The functionality you'd be interested in is hdaf.hdaf_periodic_samples, - you can convolve with that to low-pass filter, and use hertz_to_sigma to get the sigma parameter (from cutoff frequency).

  import numpy, scipy.special
  import matplotlib.pyplot as plt

  x=numpy.linspace(-2,5,1000)
  for n in [0,1,4,10]:
      s=1 if n==0 else n
      h=scipy.special.gammaincc(n+1,s*x**2)
      plt.plot(x, h)
  plt.savefig("filters")
EDIT: formatting.
Thanks for the insight! It's interesting to read a mathematician's more formal take on this -- I'm from an engineering background, and I've often seen the problem in control theory, where we approximate signals using observers and then differentiate the observed signal.

Edit: I should clarify that it's cool to read a mathematician's insight into the problem as seen by engineers, written in a way that engineers can understand.

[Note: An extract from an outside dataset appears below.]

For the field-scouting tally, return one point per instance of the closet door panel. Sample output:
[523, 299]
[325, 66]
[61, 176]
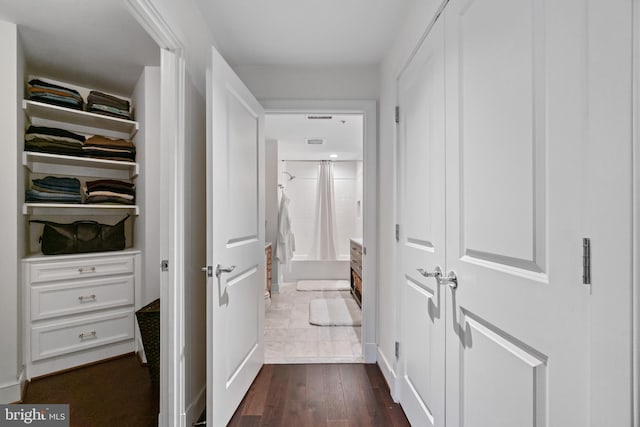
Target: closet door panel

Low pass filters are absolute miracles when working with numerical derivatives. I have had instances where that was the only reason I ever got anything meaningful out of them. It really comes down to the fact that the numerical representation of a function is in general not truly analytic. It is has kinks and bends all over the place.
Do you have any references for the approach that you recommended? You're saying that differentiation (not even just numerical differentiation) is "not something you want to apply to real-world data" ... This is surprising since differentiation obviously is used in the real-world in some very critical applications.
I believe you, but what applications do you have in mind?
[EDIT] As others have said below, this comment, while maybe useful, doesn't really apply to the article (or AD), since AD is about differentiating functions, not data.